Block Ellen
J R Anthropol Inst. 2014 Dec 1;20(4):711-727. doi: 10.1111/1467-9655.12131.
HIV/AIDS has devastated families in rural Lesotho, leaving many children orphaned. Families have adapted to the increase in the number of orphans and HIV-positive children in ways that provide children with the best possible care. Though local ideas about kinship and care are firmly rooted in patrilineal social organization, in practice, maternal caregivers, often grandmothers, are increasingly caring for orphaned children.

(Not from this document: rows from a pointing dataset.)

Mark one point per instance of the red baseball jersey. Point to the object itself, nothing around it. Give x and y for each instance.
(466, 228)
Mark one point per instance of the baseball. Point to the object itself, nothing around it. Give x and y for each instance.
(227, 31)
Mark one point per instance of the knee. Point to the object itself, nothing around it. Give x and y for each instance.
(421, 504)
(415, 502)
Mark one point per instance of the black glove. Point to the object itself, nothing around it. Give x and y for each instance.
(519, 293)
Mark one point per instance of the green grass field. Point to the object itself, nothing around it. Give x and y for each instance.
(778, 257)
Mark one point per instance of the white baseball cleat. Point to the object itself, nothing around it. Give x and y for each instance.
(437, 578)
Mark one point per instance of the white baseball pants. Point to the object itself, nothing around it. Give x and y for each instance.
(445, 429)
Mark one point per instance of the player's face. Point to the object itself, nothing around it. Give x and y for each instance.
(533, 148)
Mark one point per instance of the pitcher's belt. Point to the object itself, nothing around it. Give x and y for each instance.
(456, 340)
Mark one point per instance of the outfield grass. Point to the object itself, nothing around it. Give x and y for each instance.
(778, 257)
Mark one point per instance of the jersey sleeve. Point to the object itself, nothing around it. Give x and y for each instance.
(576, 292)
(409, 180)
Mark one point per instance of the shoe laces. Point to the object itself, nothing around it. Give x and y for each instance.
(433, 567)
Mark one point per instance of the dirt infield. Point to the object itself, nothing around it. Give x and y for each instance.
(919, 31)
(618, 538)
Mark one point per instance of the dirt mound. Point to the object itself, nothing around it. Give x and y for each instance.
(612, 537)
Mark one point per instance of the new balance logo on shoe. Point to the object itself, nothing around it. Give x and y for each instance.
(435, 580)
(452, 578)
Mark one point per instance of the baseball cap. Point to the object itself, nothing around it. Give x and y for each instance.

Negotiations between affinal kin capitalize on flexible kinship practices in order to legitimate new patterns of care, which have shifted towards a model that often favours matrilocal practices of care in the context of idealized patrilineality.
艾滋病毒/艾滋病给莱索托农村地区的家庭带来了巨大破坏,致使许多儿童成为孤儿。家庭已通过各种方式来适应孤儿和艾滋病毒呈阳性儿童数量的增加,以便为孩子们提供尽可能最好的照料。尽管当地关于亲属关系和照料的观念深深植根于父系社会组织,但在实际中,往往是祖母等母亲一方的照料者越来越多地照顾孤儿。姻亲之间的协商利用了灵活的亲属关系做法,以使新的照料模式合法化,这种模式在理想化的父系制度背景下已转向通常有利于从母居照料模式。